# extractor de humos



## ernesnes

He buscado esta palabra en diccionarios ,incluso en el de esta página,pero no aparece,si alguien lo sabe, gracias!!!:
ESTRACTOR DE HUMOS, por ejemplo el que hay en habitaciones para fumadores.


----------



## Gizmo77

Se escribe "Extractor", tanto en castellano como en inglés.


----------



## CatStar

Hola ernesnes
Se dice _extractor fan_ o como gizmo ha dicho simplemente _extractor._
Se usa esta palabra por habitaciones o cocinas igual
Cat


----------



## ernesnes

Y la accion de extraer humo, puede ser diferente a "extracting"??
Estoy buscando otro sinonimo me temo.
Muchas gracias por la molestia, de veras.


----------



## Chalon

ernesnes said:
			
		

> Y la accion de extraer humo, puede ser diferente a "extracting"??
> Estoy buscando otro sinonimo me temo.
> Muchas gracias por la molestia, de veras.

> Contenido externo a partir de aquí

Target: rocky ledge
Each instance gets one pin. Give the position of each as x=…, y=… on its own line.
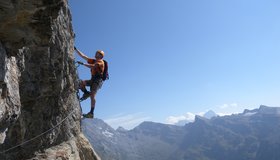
x=39, y=109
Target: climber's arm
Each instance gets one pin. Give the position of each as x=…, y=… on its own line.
x=81, y=54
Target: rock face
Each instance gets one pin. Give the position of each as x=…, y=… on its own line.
x=39, y=109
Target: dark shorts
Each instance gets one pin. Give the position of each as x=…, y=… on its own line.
x=95, y=83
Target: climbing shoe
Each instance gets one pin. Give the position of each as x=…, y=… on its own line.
x=89, y=115
x=85, y=96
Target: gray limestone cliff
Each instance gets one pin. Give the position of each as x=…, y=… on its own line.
x=39, y=110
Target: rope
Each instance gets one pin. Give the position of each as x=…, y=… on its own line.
x=2, y=152
x=37, y=135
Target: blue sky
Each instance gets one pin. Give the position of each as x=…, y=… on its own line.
x=173, y=57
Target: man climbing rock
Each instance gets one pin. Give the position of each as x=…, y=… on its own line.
x=99, y=73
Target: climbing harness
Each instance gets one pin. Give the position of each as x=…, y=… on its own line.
x=58, y=124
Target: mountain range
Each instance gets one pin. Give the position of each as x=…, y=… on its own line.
x=251, y=135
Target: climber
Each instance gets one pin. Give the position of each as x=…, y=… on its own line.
x=99, y=73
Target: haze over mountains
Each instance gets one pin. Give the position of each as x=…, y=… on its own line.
x=251, y=135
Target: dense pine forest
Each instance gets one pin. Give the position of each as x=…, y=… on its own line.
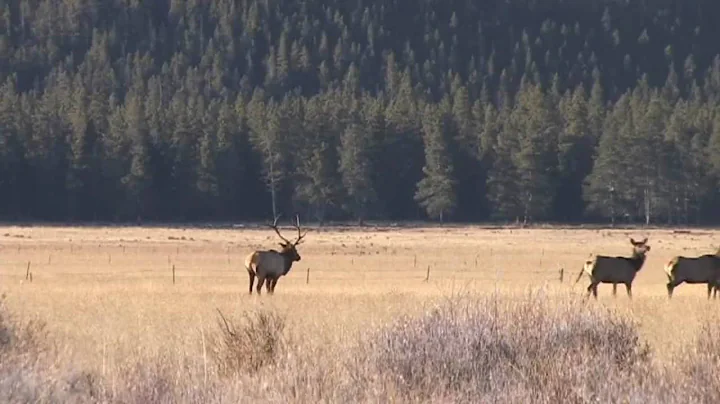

I think that's may be "take out"


----------



## lauranazario

ernesnes said:
			
		

> Y la accion de extraer humo, puede ser diferente a "extracting"??
> Estoy buscando otro sinonimo me temo.


Hola Ernesnes.

Podría servirte *exhaust*... un abanico extractor es un _exhaust fan_.

Saludos,
LN


----------



## CatStar

Pues yo digo _extracting_, no sé si haya otra manera de decirlo?
Puedes decir _to recirculate the air_ pero no sé si tiene el mismo sentido porque con el estractor, saca el aire/humo de la habitación pero para _recirculate_ significa que lo limpia un poco y lo pone en circulación de nuevo.

de toda manera espero que te he ayudado un poco


----------



## fran.tampa

Hola amigos, no encuentro una traduccion adecuada para 'extractor de humos' o 'campana extractora de humos'  .Alguna sugerencia??
Gracias de antemano


----------



## apuquipa

Mira ésto:

http://forum.wordreference.com/showthread.php?t=280125


----------



## fran.tampa

muchas gracias apuquipa


----------



## apuquipa

De nada, fran.


----------



## Iararo

Fume extractor (fan): (ventilador) extractor de humo


----------